In order to monitor our progress, it is important to leave the current unit test for OCR unchanged.

Open questions:

  • Why are results so different across machines, even on the same platform? If they are using the same libraries, shouldn't they be the same?

These kind of results on different machines can be caused by multiple reasons:

  1. Small differences between versions 3.02 and 3.03. Despite seemingly minor version number difference, there are noticeable differences in recognition algorithms. We should make sure that Homebrew and Scoop package management tools install the same version, and we all have the same version.
  2. Also, the traineddata are important. Training Tesseract yourself may help improve the results. We need to have the traineddata installed on our all platforms. We currently install them only on Linux. We now also have new Traineddata for version 4.0.0: https://github.com/tesseract-ocr/tessdata/releases
  3. Different resolution across machines, different screenshot DPI -> this can also influence the screenshot text recognition.
  4. In my opinion, our OCR_search code needs to be simplified. As also found here: https://groups.google.com/forum/#!topic/tesseract-ocr/zkk9Dl86aL8 We are doing (by default) a lot of image pre-processing/modifications on Regions/Images captured for analyzation. Indeed sometimes this can help, but sometimes it can influence the results on different platforms. Code can be found in: https://github.com/mozilla/iris/blob/master/iris/api/core/util/image_remove_noise.py and https://github.com/mozilla/iris/blob/master/iris/api/core/util/ocr_search.py

Even though I have not thoroughly tested Tesseract with our all our needs, I am optimistic with what Tesseract v4 new algorithm can bring.

  • What are the exact failures from the OCR unit tests? Which lines are asserting false? If you have debug output, include it here.

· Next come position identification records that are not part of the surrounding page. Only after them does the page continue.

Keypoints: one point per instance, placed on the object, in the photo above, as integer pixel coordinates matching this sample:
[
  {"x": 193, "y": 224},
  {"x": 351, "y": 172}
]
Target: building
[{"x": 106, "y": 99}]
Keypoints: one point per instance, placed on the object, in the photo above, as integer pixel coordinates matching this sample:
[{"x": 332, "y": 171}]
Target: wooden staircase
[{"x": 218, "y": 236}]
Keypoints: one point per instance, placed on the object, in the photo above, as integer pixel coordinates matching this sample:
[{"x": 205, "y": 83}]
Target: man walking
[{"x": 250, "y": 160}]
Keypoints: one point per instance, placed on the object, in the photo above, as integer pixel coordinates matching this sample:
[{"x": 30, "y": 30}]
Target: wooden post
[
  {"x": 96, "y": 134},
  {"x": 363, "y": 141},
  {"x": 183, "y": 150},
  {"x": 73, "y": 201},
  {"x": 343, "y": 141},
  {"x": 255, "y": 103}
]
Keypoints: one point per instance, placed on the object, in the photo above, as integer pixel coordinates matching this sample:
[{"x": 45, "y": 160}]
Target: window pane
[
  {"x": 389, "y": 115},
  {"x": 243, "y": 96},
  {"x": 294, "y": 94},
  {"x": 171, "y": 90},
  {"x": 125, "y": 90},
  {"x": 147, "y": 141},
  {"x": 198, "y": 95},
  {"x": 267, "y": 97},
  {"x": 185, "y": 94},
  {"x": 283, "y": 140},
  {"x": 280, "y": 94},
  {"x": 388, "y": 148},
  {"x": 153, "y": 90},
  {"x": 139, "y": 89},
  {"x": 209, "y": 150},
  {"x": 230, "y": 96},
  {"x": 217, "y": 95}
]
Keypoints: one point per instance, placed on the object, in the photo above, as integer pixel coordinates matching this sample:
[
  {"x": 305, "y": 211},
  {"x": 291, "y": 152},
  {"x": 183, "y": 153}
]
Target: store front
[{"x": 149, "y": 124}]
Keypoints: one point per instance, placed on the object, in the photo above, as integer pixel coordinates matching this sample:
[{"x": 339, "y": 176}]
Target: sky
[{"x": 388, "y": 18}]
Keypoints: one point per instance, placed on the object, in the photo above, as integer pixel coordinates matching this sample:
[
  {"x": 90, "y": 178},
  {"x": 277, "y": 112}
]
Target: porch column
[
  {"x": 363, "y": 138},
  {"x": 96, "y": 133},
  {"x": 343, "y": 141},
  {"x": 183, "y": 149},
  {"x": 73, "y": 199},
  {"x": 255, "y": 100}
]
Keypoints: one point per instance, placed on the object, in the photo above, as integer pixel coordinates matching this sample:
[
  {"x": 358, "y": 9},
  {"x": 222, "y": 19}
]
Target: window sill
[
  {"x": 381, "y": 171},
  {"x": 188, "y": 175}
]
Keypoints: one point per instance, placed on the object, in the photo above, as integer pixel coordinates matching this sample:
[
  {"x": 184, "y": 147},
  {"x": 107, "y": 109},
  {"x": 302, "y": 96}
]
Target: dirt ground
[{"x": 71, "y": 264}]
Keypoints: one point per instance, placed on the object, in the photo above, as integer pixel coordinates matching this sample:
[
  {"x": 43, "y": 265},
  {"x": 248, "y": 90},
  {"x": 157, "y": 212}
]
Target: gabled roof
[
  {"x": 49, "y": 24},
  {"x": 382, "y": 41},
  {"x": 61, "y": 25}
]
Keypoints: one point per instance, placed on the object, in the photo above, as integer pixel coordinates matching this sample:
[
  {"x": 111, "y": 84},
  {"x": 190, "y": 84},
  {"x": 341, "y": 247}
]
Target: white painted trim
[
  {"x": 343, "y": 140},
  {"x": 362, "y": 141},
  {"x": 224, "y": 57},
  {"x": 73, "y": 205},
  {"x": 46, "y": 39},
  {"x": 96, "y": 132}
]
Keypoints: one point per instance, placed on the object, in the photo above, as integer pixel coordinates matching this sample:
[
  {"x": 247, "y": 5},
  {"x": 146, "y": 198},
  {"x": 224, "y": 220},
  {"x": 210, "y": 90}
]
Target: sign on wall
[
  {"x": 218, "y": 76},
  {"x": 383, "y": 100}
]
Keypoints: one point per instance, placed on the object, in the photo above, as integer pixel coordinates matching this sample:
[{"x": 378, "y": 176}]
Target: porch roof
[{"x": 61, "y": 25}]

I have fixed and re-enabled the OCR unit tests locally. I have tested them on all our platforms, and they are performing well, running without failures, without any differences between platforms. Couldn't see any issues also in other tests.

  • How close are the returned text results to what's on screen?

In all the tests done, with different languages (arabic, russian, chinese), and with different fonts (italic, bold and others), the accuracy was 90%. It also depends on what noise the image had. In some cases I also applied noise reduction filters.

  • What are common errors in the OCR text results?

Image unneeded noise, complicated fonts and poor quality images/screenshots.

  • What influences the accuracy of OCR? Region size? Text color? Other?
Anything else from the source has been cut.